Innovation, innovation, innovation .. and a call to focus on science and quality-by-design (QbD) principles. Such was much of the talk yesterday at this year’s AAPS National Biotechnology Conference in Seattle. Speakers discussed the tools the biotechnology industry will need for future innovation and how the industry must center on QbD principles, using lessons learned from small-molecule development and even nonregulated industries.
In his plenary address, Jim Thomas, PhD, vice-president of the process and product development group at Amgen, spoke about the benefits and challenges of QbD principles in biologicals. He set the scene by quoting a recent article that predicted that in 2014, 7 of 10 top selling drugs will be biologicals. Moreover, biotechnology drugs will account for 50% of the top 100 drugs in 2014, compared with 11% in 2000 (versus conventional drugs). But, said Thomas, the challenges were many. The costs of drug development and treatment are high. Intellectual property issues and the growth of follow-on biologics will have to be addressed. In addition, he listed at least 25 major attributes of molecules that, if modified, would have an effect on a molecule’s pharmacokinetics. “We need to pay attention to these attributes because of concerns over safety, efficacy, and stability,” said Thomas. The long-term solution, he said, is innovation, specifically in formulation, better production methods, and in deliverying protein therapeutics. “Innovation will be key to future success,” said Thomas, who then discussed in detail Amgen’s work in antibodies, peptibodies, and avimers as examples.

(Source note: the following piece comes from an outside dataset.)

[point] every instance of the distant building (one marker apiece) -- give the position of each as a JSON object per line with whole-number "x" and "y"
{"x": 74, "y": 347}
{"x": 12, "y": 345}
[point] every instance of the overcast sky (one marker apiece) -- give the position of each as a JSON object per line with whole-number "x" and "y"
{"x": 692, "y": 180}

Amgen is working with the US Food and Drug Administration and other companies to understand how to apply the philosophies of QbD in they way they develop protein therapeutics, particularly “based on a fundamental understanding of the science of building quality into the molecule.” The process, said Thomas, starts with a core design knowledge (”what works and what doesn’t”), which must then incorporate what he referred to as “systematic learning” or “buckets of information” that include analytics (including top-down mass spectrometry), biological aspects, and the process itself. The keys are trying to link an knowledge of the molecule with analytics and then linking the analytical characterization of the molecule to the biology to define the critical quality attributes.

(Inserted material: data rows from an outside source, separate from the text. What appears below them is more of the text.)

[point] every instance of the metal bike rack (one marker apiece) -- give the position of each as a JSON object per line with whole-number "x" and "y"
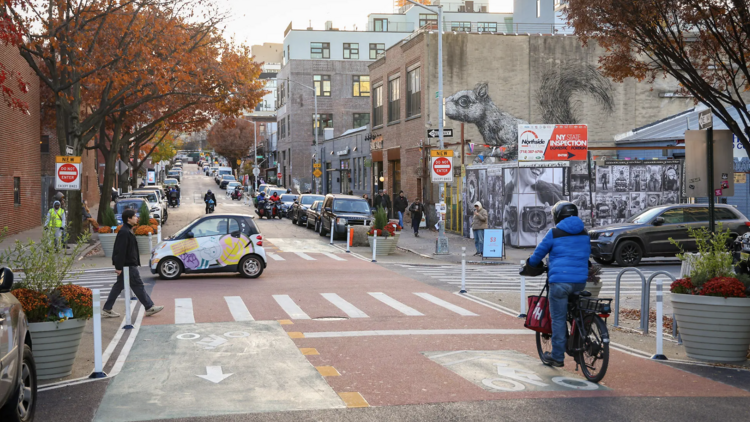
{"x": 646, "y": 298}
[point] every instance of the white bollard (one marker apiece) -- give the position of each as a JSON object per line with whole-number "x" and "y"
{"x": 126, "y": 289}
{"x": 523, "y": 294}
{"x": 98, "y": 369}
{"x": 659, "y": 321}
{"x": 463, "y": 269}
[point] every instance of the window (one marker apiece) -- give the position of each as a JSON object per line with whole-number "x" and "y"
{"x": 381, "y": 25}
{"x": 17, "y": 190}
{"x": 360, "y": 119}
{"x": 351, "y": 51}
{"x": 44, "y": 143}
{"x": 461, "y": 26}
{"x": 394, "y": 100}
{"x": 375, "y": 50}
{"x": 487, "y": 27}
{"x": 413, "y": 93}
{"x": 322, "y": 85}
{"x": 377, "y": 106}
{"x": 427, "y": 19}
{"x": 324, "y": 121}
{"x": 320, "y": 50}
{"x": 360, "y": 86}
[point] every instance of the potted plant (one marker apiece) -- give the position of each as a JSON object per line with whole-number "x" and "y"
{"x": 107, "y": 231}
{"x": 384, "y": 232}
{"x": 711, "y": 304}
{"x": 56, "y": 312}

The main challenge in doing this, says Thomas, is that there will be a significant initial investment to apply QbD to biologics, but these costs should decrease for platform modalities. The application of QbD to nonplatform molecules will be much more costly. An investment in high-throughput technologies is necessary, he said. Other challenges include the need for sophisticated knowledge of antigen systems, linking molecular structure to biological attributes, and applying risk-management tools to help define the design space. Thomas said Amgen is taking “gradual steps” in applying QbD in it’s processes and will “soon” have evidence of QbD in its regulatory filings.
An afternoon session in process analytical chemistry echoed much of these challenges and future benefits of implenting QbD. In a session titled “What can the Biopharmaceutical Industry Learn from the Use of QbD in Small Molecule Production,” Mel Koch, PhD, of the University of Washington’s Center for Process Analytical Chemistry (CPAC) reviewed the fundamental principles of QbD and how the advancements in measurement science (miniaturization, new materials, data processing, etc.) have helped trigger the need for implementing these principles in bioprocessing. Areas of interest, said Koch, include the characterization of media, nutrient quality, sampling, and microfermentation for optimizing bioprocesses.
A keen eye on science and built-in quality … biotechnology is indeed on the verge of great innovation.